TEACHERS UNDER ATTACK

Four people, including a child, were killed in a shooting attack in the deep south on Tuesday, and local media reported that insurgents on motorbikes shot dead a female teacher and badly wounded a male teacher last week.

In November, more than 330 schools were closed for two days after a female school director was shot dead outside her school.

Sunai urged the government to take appropriate steps to ensure the safety of schools and teachers – and to make sure there were no vigilante attacks by local security units.

”Over the past two months, against the backdrop of growing insurgent attacks, there have been reported assassinations of a prominent imam and a Muslim religious teacher (ustadz) in Yala,” he said.

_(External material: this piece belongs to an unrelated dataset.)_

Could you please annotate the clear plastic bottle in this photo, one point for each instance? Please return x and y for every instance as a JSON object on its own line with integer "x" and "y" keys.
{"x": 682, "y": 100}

“There have been no successful criminal investigations of these cases, leading many in the Muslim population to conclude that Thai authorities have been involved in a cover-up and have made it clear to the perpetrators that they can act without fear of punishment,” Sunai said.

“Insurgents may claim that abuses by the security forces justify their attacks, but the Thai government should not allow its troops to adopt the same logic,” he added.

An International Crisis Group report  released on Tuesday said that “insurgent capabilities are outpacing state counter-measures that are mired in complacency and political conflict.”

“The government should reverse the militarisation of the Deep South, lift the draconian security laws and end the security forces’ impunity, all of which help stimulate the insurgency,” it added.

The report also recommended the government seriously consider political decentralisation in the deep south.